As someone from the Zope world, I had a strong interest in repoze.bfg. I viewed it as the escape hatch for Zope, teleporting us into the modern world of Python development, permitting but not requiring Zope-style idioms. Chris McDonough established a great brand for repoze.bfg: small, documented, tested, fast, stable, friendly. As the project manager for a very large repoze.bfg application, I can strongly attest that it was a home run on those points.

But in a crowded web frameworks landscape, repoze.bfg was a long-shot to get critical mass. It had a lot to offer, but was missing critical pieces such as momentum and name recognition.

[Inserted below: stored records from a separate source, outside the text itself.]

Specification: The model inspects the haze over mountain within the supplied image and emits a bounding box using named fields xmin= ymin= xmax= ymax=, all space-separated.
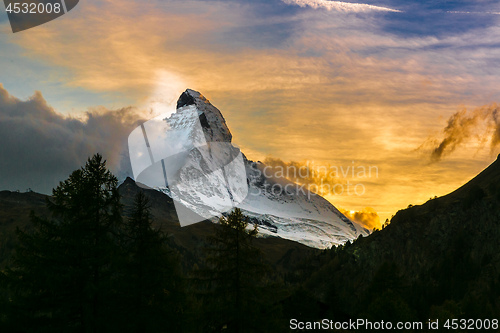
xmin=129 ymin=89 xmax=369 ymax=248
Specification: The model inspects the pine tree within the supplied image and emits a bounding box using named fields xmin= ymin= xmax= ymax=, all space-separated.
xmin=6 ymin=154 xmax=122 ymax=332
xmin=120 ymin=191 xmax=185 ymax=333
xmin=197 ymin=208 xmax=276 ymax=332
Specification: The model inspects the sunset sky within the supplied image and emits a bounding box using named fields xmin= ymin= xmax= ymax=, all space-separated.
xmin=0 ymin=0 xmax=500 ymax=227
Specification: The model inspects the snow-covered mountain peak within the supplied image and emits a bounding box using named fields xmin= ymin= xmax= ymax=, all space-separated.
xmin=177 ymin=89 xmax=233 ymax=142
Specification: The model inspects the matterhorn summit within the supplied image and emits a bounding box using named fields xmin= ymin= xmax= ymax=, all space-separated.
xmin=129 ymin=89 xmax=369 ymax=248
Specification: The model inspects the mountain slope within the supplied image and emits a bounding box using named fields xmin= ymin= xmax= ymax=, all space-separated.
xmin=129 ymin=89 xmax=369 ymax=248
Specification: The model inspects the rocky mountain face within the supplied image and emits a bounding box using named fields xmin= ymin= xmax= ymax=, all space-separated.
xmin=129 ymin=89 xmax=369 ymax=248
xmin=300 ymin=158 xmax=500 ymax=323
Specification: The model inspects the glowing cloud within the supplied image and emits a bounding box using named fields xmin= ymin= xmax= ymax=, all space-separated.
xmin=282 ymin=0 xmax=401 ymax=13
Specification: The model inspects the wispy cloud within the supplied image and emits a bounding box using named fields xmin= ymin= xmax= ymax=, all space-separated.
xmin=282 ymin=0 xmax=401 ymax=13
xmin=447 ymin=10 xmax=500 ymax=15
xmin=419 ymin=104 xmax=500 ymax=162
xmin=0 ymin=84 xmax=142 ymax=193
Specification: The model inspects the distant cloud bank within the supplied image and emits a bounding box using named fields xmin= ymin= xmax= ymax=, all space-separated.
xmin=282 ymin=0 xmax=401 ymax=13
xmin=0 ymin=84 xmax=141 ymax=194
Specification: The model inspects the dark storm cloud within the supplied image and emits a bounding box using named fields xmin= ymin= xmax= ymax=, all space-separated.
xmin=0 ymin=84 xmax=144 ymax=193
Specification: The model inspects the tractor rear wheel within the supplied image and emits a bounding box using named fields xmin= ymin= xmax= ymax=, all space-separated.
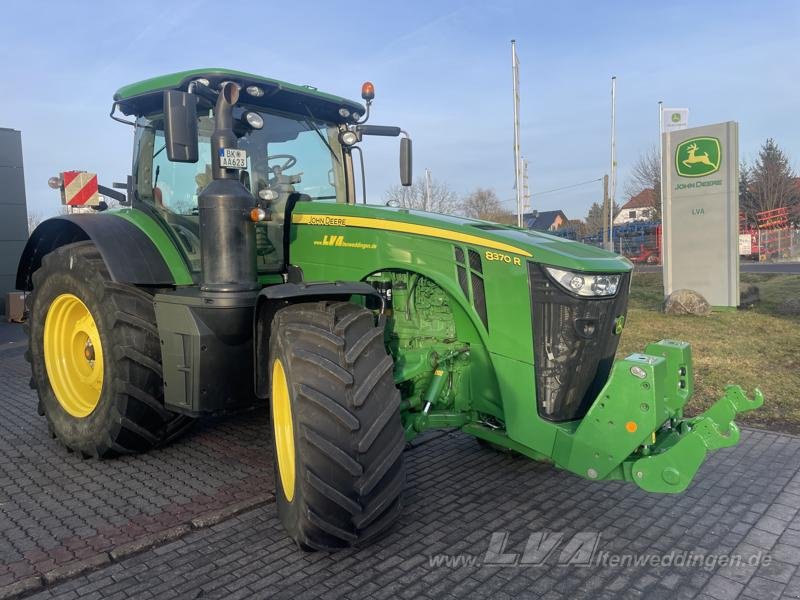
xmin=26 ymin=242 xmax=192 ymax=458
xmin=268 ymin=302 xmax=405 ymax=550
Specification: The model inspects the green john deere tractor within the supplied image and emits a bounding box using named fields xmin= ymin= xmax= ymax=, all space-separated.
xmin=17 ymin=69 xmax=763 ymax=549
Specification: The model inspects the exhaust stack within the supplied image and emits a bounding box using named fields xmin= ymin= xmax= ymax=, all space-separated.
xmin=197 ymin=82 xmax=258 ymax=292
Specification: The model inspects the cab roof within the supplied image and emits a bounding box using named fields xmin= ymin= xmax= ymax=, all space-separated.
xmin=114 ymin=68 xmax=364 ymax=123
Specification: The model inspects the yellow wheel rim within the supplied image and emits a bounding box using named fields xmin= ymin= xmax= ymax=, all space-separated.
xmin=44 ymin=294 xmax=103 ymax=418
xmin=272 ymin=359 xmax=295 ymax=502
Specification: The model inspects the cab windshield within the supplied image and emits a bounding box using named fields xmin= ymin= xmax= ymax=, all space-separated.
xmin=136 ymin=107 xmax=345 ymax=272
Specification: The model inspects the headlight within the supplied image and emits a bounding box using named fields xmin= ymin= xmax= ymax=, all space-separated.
xmin=545 ymin=267 xmax=622 ymax=297
xmin=339 ymin=130 xmax=358 ymax=146
xmin=244 ymin=110 xmax=264 ymax=129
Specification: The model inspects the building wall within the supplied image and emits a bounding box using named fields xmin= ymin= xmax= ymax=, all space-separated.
xmin=0 ymin=127 xmax=28 ymax=314
xmin=614 ymin=206 xmax=655 ymax=225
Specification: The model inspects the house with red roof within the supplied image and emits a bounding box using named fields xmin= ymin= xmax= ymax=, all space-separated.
xmin=614 ymin=188 xmax=658 ymax=225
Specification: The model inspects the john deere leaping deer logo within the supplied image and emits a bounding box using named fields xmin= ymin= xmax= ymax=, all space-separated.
xmin=675 ymin=137 xmax=721 ymax=177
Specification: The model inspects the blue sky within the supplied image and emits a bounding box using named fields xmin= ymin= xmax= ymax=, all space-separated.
xmin=0 ymin=0 xmax=800 ymax=218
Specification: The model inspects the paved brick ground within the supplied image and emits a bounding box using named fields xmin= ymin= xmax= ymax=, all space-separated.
xmin=0 ymin=348 xmax=273 ymax=589
xmin=0 ymin=342 xmax=800 ymax=600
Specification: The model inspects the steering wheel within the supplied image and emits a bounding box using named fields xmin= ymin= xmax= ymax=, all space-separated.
xmin=267 ymin=154 xmax=297 ymax=171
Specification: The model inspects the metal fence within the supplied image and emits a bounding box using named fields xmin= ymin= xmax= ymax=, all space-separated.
xmin=563 ymin=223 xmax=800 ymax=265
xmin=752 ymin=227 xmax=800 ymax=262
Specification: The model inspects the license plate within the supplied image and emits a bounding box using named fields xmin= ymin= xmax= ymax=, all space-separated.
xmin=219 ymin=148 xmax=247 ymax=169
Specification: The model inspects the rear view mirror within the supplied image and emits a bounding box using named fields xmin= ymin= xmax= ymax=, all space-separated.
xmin=400 ymin=138 xmax=412 ymax=186
xmin=164 ymin=90 xmax=197 ymax=163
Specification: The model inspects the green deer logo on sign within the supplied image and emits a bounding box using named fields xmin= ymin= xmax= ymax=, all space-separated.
xmin=675 ymin=137 xmax=722 ymax=177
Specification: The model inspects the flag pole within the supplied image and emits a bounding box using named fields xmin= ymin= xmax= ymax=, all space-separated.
xmin=511 ymin=40 xmax=523 ymax=227
xmin=608 ymin=76 xmax=617 ymax=251
xmin=658 ymin=100 xmax=664 ymax=227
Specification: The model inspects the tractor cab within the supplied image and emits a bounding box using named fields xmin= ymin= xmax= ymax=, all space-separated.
xmin=114 ymin=70 xmax=365 ymax=273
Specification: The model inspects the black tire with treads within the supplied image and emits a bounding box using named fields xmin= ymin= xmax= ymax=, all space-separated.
xmin=265 ymin=302 xmax=405 ymax=550
xmin=26 ymin=242 xmax=193 ymax=458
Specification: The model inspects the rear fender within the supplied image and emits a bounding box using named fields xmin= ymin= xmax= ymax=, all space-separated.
xmin=16 ymin=213 xmax=181 ymax=291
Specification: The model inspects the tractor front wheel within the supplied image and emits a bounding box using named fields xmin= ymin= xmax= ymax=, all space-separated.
xmin=268 ymin=302 xmax=405 ymax=550
xmin=27 ymin=242 xmax=192 ymax=458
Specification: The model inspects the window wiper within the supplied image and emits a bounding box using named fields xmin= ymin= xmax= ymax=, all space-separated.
xmin=303 ymin=103 xmax=339 ymax=164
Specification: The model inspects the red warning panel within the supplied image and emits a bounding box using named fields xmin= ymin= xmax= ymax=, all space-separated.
xmin=61 ymin=171 xmax=100 ymax=206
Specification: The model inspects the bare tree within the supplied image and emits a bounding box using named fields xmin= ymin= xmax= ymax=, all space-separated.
xmin=624 ymin=146 xmax=661 ymax=220
xmin=385 ymin=177 xmax=461 ymax=215
xmin=739 ymin=138 xmax=800 ymax=216
xmin=586 ymin=202 xmax=606 ymax=235
xmin=463 ymin=188 xmax=516 ymax=225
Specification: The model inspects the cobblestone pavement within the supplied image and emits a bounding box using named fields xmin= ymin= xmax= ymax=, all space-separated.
xmin=0 ymin=348 xmax=273 ymax=590
xmin=0 ymin=344 xmax=800 ymax=600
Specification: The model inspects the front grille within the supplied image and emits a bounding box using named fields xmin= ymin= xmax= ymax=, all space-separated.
xmin=528 ymin=263 xmax=630 ymax=421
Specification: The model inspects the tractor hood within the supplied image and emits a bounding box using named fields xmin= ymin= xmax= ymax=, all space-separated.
xmin=292 ymin=202 xmax=633 ymax=273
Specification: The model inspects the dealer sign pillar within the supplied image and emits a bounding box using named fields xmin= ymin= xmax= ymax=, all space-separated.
xmin=661 ymin=121 xmax=739 ymax=310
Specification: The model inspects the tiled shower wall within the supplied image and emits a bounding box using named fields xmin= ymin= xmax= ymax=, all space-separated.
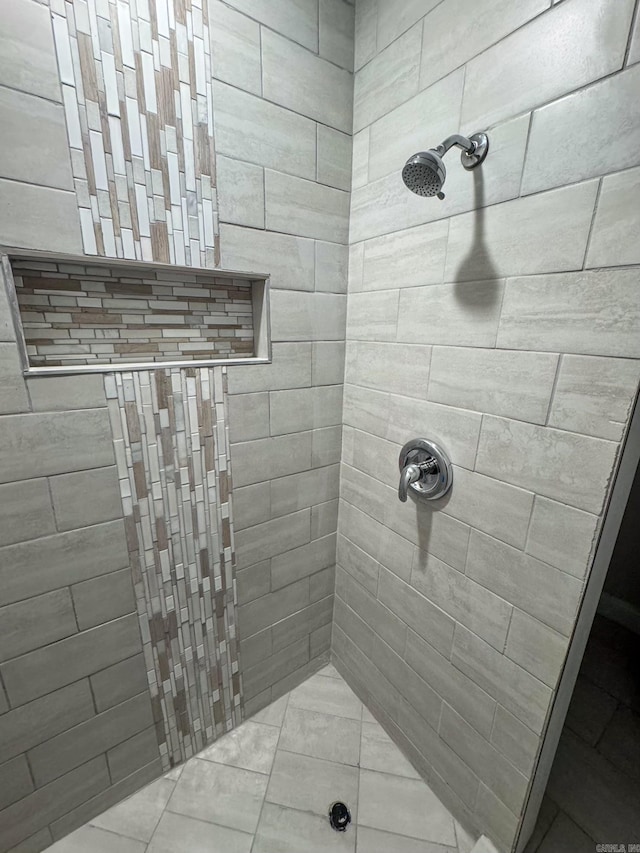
xmin=332 ymin=0 xmax=640 ymax=850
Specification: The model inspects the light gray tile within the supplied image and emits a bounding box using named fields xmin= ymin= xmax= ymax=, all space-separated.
xmin=429 ymin=347 xmax=558 ymax=424
xmin=0 ymin=589 xmax=78 ymax=661
xmin=319 ymin=0 xmax=355 ymax=71
xmin=272 ymin=288 xmax=347 ymax=338
xmin=317 ymin=124 xmax=351 ymax=192
xmin=498 ymin=269 xmax=640 ymax=357
xmin=505 ymin=609 xmax=567 ymax=688
xmin=525 ymin=495 xmax=598 ymax=578
xmin=236 ymin=509 xmax=311 ymax=569
xmin=278 ymin=706 xmax=361 ymax=766
xmin=439 ymin=704 xmax=528 ymax=811
xmin=476 ymin=415 xmax=616 ymax=513
xmin=451 ymin=626 xmax=551 ymax=734
xmin=0 ymin=409 xmax=113 ymax=483
xmin=586 ymin=165 xmax=640 ymax=267
xmin=0 ymin=86 xmax=73 ymax=190
xmin=0 ymin=479 xmax=55 ymax=546
xmin=0 ymin=521 xmax=129 ymax=604
xmin=467 ymin=530 xmax=582 ymax=636
xmin=47 ymin=826 xmax=146 ymax=853
xmin=252 ymin=804 xmax=355 ymax=853
xmin=167 ymin=759 xmax=268 ymax=833
xmin=420 ymin=0 xmax=549 ymax=87
xmin=378 ymin=0 xmax=438 ymax=50
xmin=411 ymin=548 xmax=512 ymax=651
xmin=49 ymin=466 xmax=122 ymax=530
xmin=353 ymin=24 xmax=422 ymax=131
xmin=362 ymin=220 xmax=449 ymax=290
xmin=0 ymin=614 xmax=141 ymax=707
xmin=91 ymin=776 xmax=175 ymax=843
xmin=443 ymin=467 xmax=533 ymax=548
xmin=216 ymin=155 xmax=264 ymax=228
xmin=265 ymin=169 xmax=349 ymax=243
xmin=209 ymin=0 xmax=262 ymax=95
xmin=311 ymin=341 xmax=345 ymax=385
xmin=229 ymin=392 xmax=269 ymax=442
xmin=90 ymin=654 xmax=148 ymax=713
xmin=267 ymin=748 xmax=358 ymax=821
xmin=220 ymin=223 xmax=314 ymax=292
xmin=289 ymin=675 xmax=362 ymax=720
xmin=227 ymin=343 xmax=311 ymax=394
xmin=27 ymin=376 xmax=107 ymax=412
xmin=222 ymin=0 xmax=318 ymax=50
xmin=368 ymin=70 xmax=468 ymax=185
xmin=213 ymin=81 xmax=316 ymax=180
xmin=0 ymin=0 xmax=62 ymax=100
xmin=347 ymin=290 xmax=400 ymax=341
xmin=147 ymin=811 xmax=253 ymax=853
xmin=404 ymin=631 xmax=496 ymax=740
xmin=71 ymin=567 xmax=136 ymax=631
xmin=271 ymin=536 xmax=336 ymax=591
xmin=548 ymin=355 xmax=640 ymax=441
xmin=398 ymin=281 xmax=504 ymax=347
xmin=522 ymin=64 xmax=640 ymax=195
xmin=491 ymin=705 xmax=540 ymax=777
xmin=445 ymin=181 xmax=597 ymax=281
xmin=198 ymin=720 xmax=278 ymax=775
xmin=262 ymin=29 xmax=352 ymax=133
xmin=0 ymin=181 xmax=82 ymax=255
xmin=462 ymin=0 xmax=633 ymax=129
xmin=358 ymin=770 xmax=456 ymax=846
xmin=360 ymin=722 xmax=420 ymax=779
xmin=28 ymin=693 xmax=153 ymax=787
xmin=0 ymin=679 xmax=95 ymax=762
xmin=231 ymin=432 xmax=311 ymax=486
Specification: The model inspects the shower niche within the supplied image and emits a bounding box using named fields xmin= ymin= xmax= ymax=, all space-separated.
xmin=0 ymin=250 xmax=271 ymax=374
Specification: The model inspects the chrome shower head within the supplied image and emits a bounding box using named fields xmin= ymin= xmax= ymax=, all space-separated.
xmin=402 ymin=133 xmax=489 ymax=199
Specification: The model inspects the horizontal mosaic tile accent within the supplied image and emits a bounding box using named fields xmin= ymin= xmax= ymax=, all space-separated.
xmin=12 ymin=259 xmax=254 ymax=367
xmin=50 ymin=0 xmax=219 ymax=267
xmin=104 ymin=367 xmax=242 ymax=769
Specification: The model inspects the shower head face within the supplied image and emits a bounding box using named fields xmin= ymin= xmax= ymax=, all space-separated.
xmin=402 ymin=149 xmax=447 ymax=197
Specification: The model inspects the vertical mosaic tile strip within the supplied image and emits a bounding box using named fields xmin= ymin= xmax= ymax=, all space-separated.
xmin=11 ymin=259 xmax=254 ymax=367
xmin=50 ymin=0 xmax=219 ymax=267
xmin=104 ymin=367 xmax=242 ymax=768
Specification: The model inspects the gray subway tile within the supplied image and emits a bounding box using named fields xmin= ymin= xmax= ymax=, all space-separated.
xmin=213 ymin=80 xmax=316 ymax=179
xmin=0 ymin=521 xmax=129 ymax=604
xmin=0 ymin=589 xmax=78 ymax=661
xmin=71 ymin=568 xmax=136 ymax=631
xmin=522 ymin=64 xmax=640 ymax=195
xmin=0 ymin=756 xmax=109 ymax=849
xmin=28 ymin=692 xmax=157 ymax=787
xmin=0 ymin=614 xmax=141 ymax=707
xmin=462 ymin=0 xmax=633 ymax=130
xmin=265 ymin=169 xmax=349 ymax=243
xmin=0 ymin=679 xmax=95 ymax=762
xmin=498 ymin=269 xmax=640 ymax=358
xmin=89 ymin=654 xmax=148 ymax=713
xmin=0 ymin=479 xmax=56 ymax=546
xmin=476 ymin=415 xmax=617 ymax=513
xmin=0 ymin=409 xmax=113 ymax=483
xmin=0 ymin=342 xmax=29 ymax=415
xmin=49 ymin=466 xmax=122 ymax=530
xmin=429 ymin=347 xmax=558 ymax=424
xmin=445 ymin=181 xmax=597 ymax=281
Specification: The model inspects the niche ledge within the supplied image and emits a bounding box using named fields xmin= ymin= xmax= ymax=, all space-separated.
xmin=0 ymin=249 xmax=271 ymax=375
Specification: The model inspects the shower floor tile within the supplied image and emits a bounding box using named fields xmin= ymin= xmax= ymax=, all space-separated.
xmin=47 ymin=665 xmax=469 ymax=853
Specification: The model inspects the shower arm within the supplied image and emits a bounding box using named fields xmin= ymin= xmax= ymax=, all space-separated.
xmin=434 ymin=133 xmax=477 ymax=157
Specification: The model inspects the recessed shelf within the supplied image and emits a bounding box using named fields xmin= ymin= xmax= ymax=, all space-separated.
xmin=0 ymin=249 xmax=271 ymax=374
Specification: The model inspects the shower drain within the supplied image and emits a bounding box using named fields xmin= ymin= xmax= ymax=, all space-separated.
xmin=329 ymin=802 xmax=351 ymax=832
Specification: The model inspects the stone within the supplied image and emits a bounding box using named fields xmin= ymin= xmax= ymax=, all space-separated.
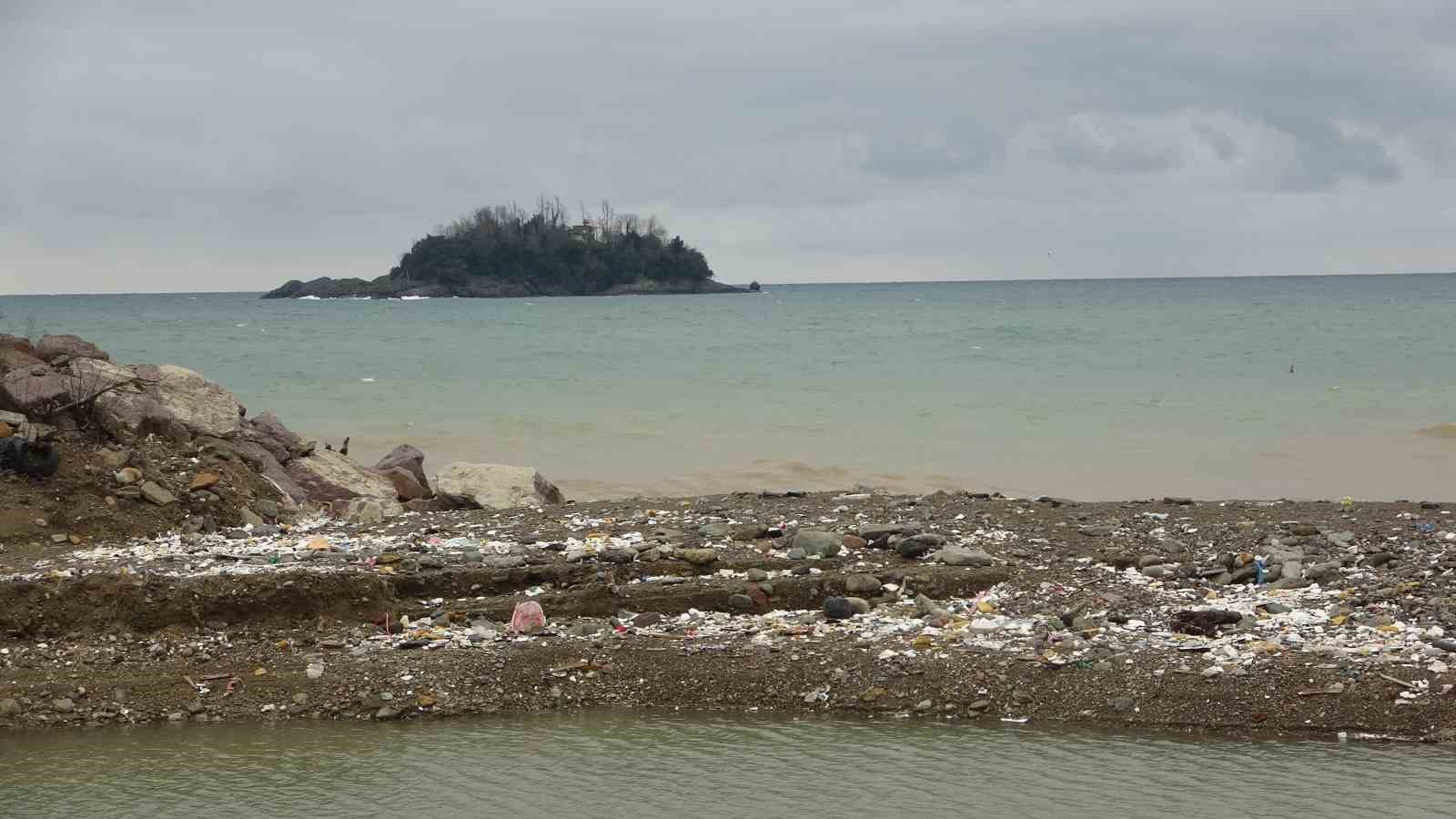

Pylons has long been viewed as holding the number two spot in Python web frameworks. It is one of (if not the) first “modern” web framework. With lots of users, and a “full-stack” framework atop it (TurboGears), Pylons had momentum and name recognition aplenty. But it needed more resources to accomplish its goals of an architectural transition, and Ben Bangert needed to share the load as architect during the transition.

Ben and Chris started talking during 2011 about architectural patterns and discovered Pylons and repoze.bfg covered almost exactly the same surface area. After some experiments, it became clear that, technically at least, the next version of Pylons could be the same as the next version of repoze.bfg.

But what about the non-technical parts? It was one thing to consolidate code. Consolidating projects was new territory.

I was fortunate to meet with the principals in Las Vegas and watch as they hashed out the idea. The projects would merge and keep the Pylons identity. repoze.bfg would sacrifice its identity, but provide the technical foundation. All the resources from the two projects would be combined.

I’ll confess, I had high hopes for the outcome. Now that the merge has happened and 1.0 released, I can honestly say it has done better than I could have imagined. The story of “consolidation” is catching on, and interest in working together is growing. Pyramid 1.0 is very, very high quality and ready to go for PyCon 2011. People interested in “simple, fast, documented, tested” have a strong framework and healthy project.

It took humility, patience, and pragmatism to reach this point of obvious success. Certainly by the project leaders, who each had to give up some of their sovereignty and sacred cows. But as well, each community had to discuss the challenges, the various alternatives for going forward, and the pros and cons of consolidation in general but also this particular consolidation. That such a conversation and change could happen in a responsible, adult fashion speaks volumes about the strength and maturity of each community.

What might happen in 2011? TurboGears is considering a move into the umbrella Pylons Project. As Armin writes in his post, there is fertile ground for consolidation at other layers. In my own interests, I hope the worlds of Zope and Plone view Pyramid as the base for the next decade of their ideas. But also, the Pylons Project as a vibrant home for such ideas.

Congratulations, Pylons Project. Not only have you accelerated your spot on the Python web frameworks chart, but you have injected the word “consolidation” into the lexicon of hot ideas for 2011.